夏山 ROUND1. 2002年7月20日 海の日


曇り後雨・・・下山と共に梅雨明け・・・・!
幻の奧穂−−西穂の山旅
キャプション
2002年海の日・・・ヤマやさんにとっては、海の日ではなく、いわゆる夏山シ−ズンの始まりの日・・・めでたい日なのである。誰もが、ギラギラと射す強い夏の日差しの中、脱水症状と戦いひたすら山頂を目指すもの・・・そして、稜線歩きを闊歩するもの・・・こんな光景を頭に浮かべながら、山々を目指す日なのである。

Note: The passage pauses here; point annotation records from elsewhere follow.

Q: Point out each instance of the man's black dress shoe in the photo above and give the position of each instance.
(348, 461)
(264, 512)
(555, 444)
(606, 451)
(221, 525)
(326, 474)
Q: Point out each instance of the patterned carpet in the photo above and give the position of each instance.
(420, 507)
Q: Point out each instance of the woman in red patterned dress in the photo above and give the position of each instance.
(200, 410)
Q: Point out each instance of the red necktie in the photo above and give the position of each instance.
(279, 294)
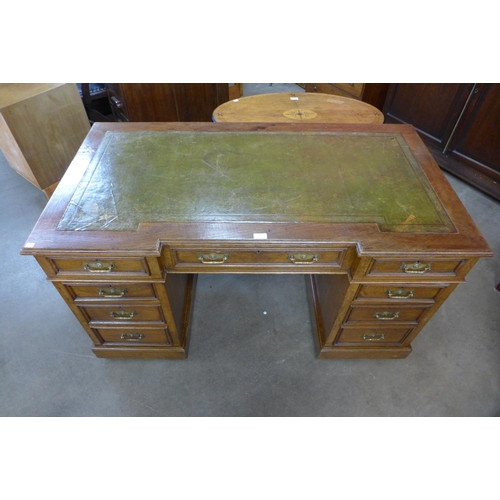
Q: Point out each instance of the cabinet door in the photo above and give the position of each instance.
(432, 108)
(476, 141)
(171, 102)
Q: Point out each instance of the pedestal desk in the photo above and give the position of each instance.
(362, 211)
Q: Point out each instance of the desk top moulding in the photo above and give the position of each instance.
(352, 205)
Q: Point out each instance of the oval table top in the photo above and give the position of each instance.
(286, 107)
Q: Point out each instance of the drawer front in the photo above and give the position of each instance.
(385, 314)
(109, 292)
(406, 292)
(123, 314)
(134, 336)
(210, 258)
(99, 268)
(414, 269)
(372, 336)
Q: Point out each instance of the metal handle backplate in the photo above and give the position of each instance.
(122, 314)
(386, 315)
(373, 336)
(112, 292)
(132, 336)
(416, 268)
(303, 258)
(400, 293)
(99, 267)
(212, 258)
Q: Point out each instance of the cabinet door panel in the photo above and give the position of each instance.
(478, 139)
(432, 108)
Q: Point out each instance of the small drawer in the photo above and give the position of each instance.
(99, 268)
(356, 89)
(123, 314)
(384, 313)
(210, 258)
(111, 292)
(406, 292)
(134, 336)
(372, 336)
(414, 268)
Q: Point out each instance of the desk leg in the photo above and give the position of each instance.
(330, 297)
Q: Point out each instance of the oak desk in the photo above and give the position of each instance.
(362, 210)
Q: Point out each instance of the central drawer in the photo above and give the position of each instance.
(207, 259)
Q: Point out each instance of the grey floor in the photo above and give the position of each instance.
(251, 351)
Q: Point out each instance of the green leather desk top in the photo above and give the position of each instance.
(186, 176)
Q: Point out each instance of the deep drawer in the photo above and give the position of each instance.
(108, 292)
(99, 268)
(372, 336)
(385, 314)
(209, 258)
(134, 336)
(123, 314)
(406, 292)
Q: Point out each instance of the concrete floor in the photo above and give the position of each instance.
(251, 352)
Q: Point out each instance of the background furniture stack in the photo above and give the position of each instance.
(460, 124)
(167, 102)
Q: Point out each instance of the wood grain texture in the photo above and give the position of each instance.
(300, 107)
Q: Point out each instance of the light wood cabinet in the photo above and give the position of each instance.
(42, 125)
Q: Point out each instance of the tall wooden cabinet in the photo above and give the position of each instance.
(459, 122)
(166, 102)
(371, 93)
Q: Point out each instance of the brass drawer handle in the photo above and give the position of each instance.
(401, 293)
(416, 268)
(99, 267)
(122, 314)
(373, 336)
(303, 258)
(112, 292)
(387, 315)
(132, 336)
(212, 258)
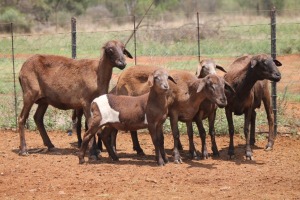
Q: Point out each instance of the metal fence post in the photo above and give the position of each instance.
(198, 30)
(73, 35)
(273, 54)
(14, 72)
(134, 38)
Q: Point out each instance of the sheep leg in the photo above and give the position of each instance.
(249, 154)
(175, 131)
(105, 137)
(76, 118)
(21, 121)
(231, 133)
(156, 143)
(270, 116)
(211, 121)
(252, 128)
(136, 144)
(39, 121)
(99, 144)
(202, 134)
(192, 149)
(161, 140)
(89, 134)
(113, 140)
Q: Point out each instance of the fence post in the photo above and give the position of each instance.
(134, 38)
(73, 35)
(273, 54)
(198, 30)
(14, 72)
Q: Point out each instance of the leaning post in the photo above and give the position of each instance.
(14, 72)
(273, 54)
(73, 35)
(198, 31)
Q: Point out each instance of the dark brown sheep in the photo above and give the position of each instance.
(146, 111)
(246, 76)
(65, 84)
(184, 101)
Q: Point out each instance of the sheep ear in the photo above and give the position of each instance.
(253, 63)
(171, 79)
(127, 53)
(150, 80)
(277, 63)
(229, 88)
(200, 86)
(221, 68)
(198, 71)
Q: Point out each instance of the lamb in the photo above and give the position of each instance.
(65, 84)
(207, 109)
(245, 76)
(184, 101)
(146, 111)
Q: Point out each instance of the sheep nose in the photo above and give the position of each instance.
(165, 86)
(278, 74)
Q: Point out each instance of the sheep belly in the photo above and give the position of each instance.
(109, 115)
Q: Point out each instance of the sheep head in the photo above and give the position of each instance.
(116, 52)
(159, 78)
(208, 66)
(213, 87)
(265, 67)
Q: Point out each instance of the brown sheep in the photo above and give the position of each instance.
(65, 84)
(184, 102)
(246, 76)
(146, 111)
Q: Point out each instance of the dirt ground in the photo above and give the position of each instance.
(57, 174)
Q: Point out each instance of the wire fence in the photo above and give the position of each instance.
(158, 41)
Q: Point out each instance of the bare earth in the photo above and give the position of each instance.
(57, 174)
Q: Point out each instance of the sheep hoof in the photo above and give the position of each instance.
(268, 148)
(140, 153)
(194, 155)
(249, 155)
(231, 157)
(23, 153)
(216, 152)
(161, 164)
(205, 156)
(230, 154)
(51, 149)
(81, 161)
(93, 158)
(178, 161)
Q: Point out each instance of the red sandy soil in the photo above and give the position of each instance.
(57, 174)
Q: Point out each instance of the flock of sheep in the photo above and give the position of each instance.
(144, 97)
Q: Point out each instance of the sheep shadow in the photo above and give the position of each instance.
(45, 151)
(149, 159)
(239, 157)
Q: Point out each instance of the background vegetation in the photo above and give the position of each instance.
(228, 28)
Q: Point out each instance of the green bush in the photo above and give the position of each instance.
(11, 15)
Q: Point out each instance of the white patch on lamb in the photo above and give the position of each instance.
(108, 113)
(145, 121)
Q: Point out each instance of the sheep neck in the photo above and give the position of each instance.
(159, 100)
(199, 97)
(104, 74)
(247, 81)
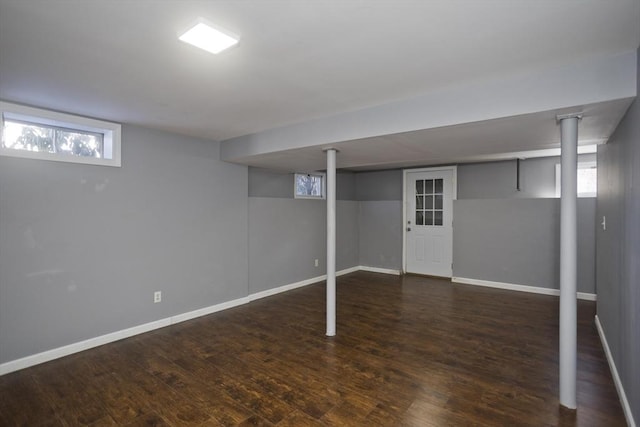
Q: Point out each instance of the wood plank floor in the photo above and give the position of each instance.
(409, 351)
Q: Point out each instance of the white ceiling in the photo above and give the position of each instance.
(299, 61)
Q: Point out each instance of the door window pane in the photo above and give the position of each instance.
(428, 186)
(439, 185)
(428, 202)
(428, 218)
(437, 219)
(438, 200)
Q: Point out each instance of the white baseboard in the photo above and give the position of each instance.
(614, 373)
(67, 350)
(379, 270)
(520, 288)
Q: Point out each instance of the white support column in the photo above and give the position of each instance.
(331, 242)
(568, 258)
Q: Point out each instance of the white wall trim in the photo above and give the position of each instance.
(520, 288)
(379, 270)
(66, 350)
(614, 373)
(56, 353)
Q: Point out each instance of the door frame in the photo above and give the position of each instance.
(454, 196)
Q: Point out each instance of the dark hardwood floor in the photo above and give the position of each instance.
(409, 351)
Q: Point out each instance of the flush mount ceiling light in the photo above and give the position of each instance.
(205, 36)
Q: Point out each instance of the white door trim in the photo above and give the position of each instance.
(454, 184)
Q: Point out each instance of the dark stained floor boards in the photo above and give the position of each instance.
(409, 351)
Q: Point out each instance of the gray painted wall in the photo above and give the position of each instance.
(517, 241)
(287, 235)
(497, 180)
(380, 234)
(379, 185)
(84, 247)
(618, 250)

そして、時を同じく北アルプス南部へでかけた方々は同様な経験をしたと思いますが、こんな情景とは全くかけ離れた、天気であったため、今回は写真撮影など全くもって、不可能だったのである・・・ことを予めお断りしなければならない。
2002年7月20日深夜、中級ヤマやさん2人は、兼ねてから企てていた1泊2日穂高岳山荘泊・奧穂高−西穂高の難度AAAの縦走を果たすべく、車中の人となっていた。深夜3時新穂高口に到着後、仮眠をとり早朝5時から穂高岳山荘を目指すべく、岐阜県側からのダイレクトコ−ス、白出沢ル−トを選び歩きはじめた。上高地ル−トより見通しは効かず、お世辞にも、素晴らしい景色とは言い難い。しかし順調に歩を進め白出沢小屋からいよいよ、本格的な登山道となる。ただ黙々と・・一歩一歩・・・という言葉がふさわしい。新穂高口から白出のコルまでのコ−スタイム約7時間、標高差1800m・・信州側よりはタフなコ−スである。両側を深い谷に囲まれ幽谷の光景を呈している。セバ谷までたどり着くと、上部にはかなり硬いアイスバ−ン状の雪渓が400mくらいにわたり上部まで続いている。そう、我々は自然を甘く見ており4本ヅメ軽アイゼンのみでピッケルは持っていない。とりあえず、アイゼンを装着し、雪渓の上を歩いてみる。ざざっ−と足を取られ、全く歯が立たない。こんなんじゃ、滑ったら下まで滑落、岩にぶつかって御陀仏様!!という状態。アイゼン・ピッケルを携行しているものは、悠々と登ってゆく。私たちと同じよう者は、半ば途方に暮れ、色んなル−トを模索する・・・何処か高巻ける場所はないのか・・・そして、唯一雪渓の脇と急斜面との間にできた、切れ目を攻略。ツッルントがあったらかなりやばいですよね・・・裂け目に落ちたら雪が消えるまで出てこれないね・・・などと、恐怖心を克服しながら、一歩一歩進んでゆく・・・そして、雪渓上に脱出!ほっとひと息であった。そこから上は、モレ−ン状の岩の上をただひたすらコル目指して続く道であった。しかし徐々にガスは濃くなりコルはガスにかき消され全く見えてこない。永い永い登りであった。13時ちょうど。コ−スタイムどおり7時間の後、ようやく。穂高岳山荘の建つコルに到着した。本日の宿である穂高岳山荘に宿泊申し込みをし、昼食とした。さすがに海の日、次から次へと登山者が到着し瞬く間に小屋の中は宿泊者であふれかえってゆく。本日、布団1枚に2名・・・と相成った。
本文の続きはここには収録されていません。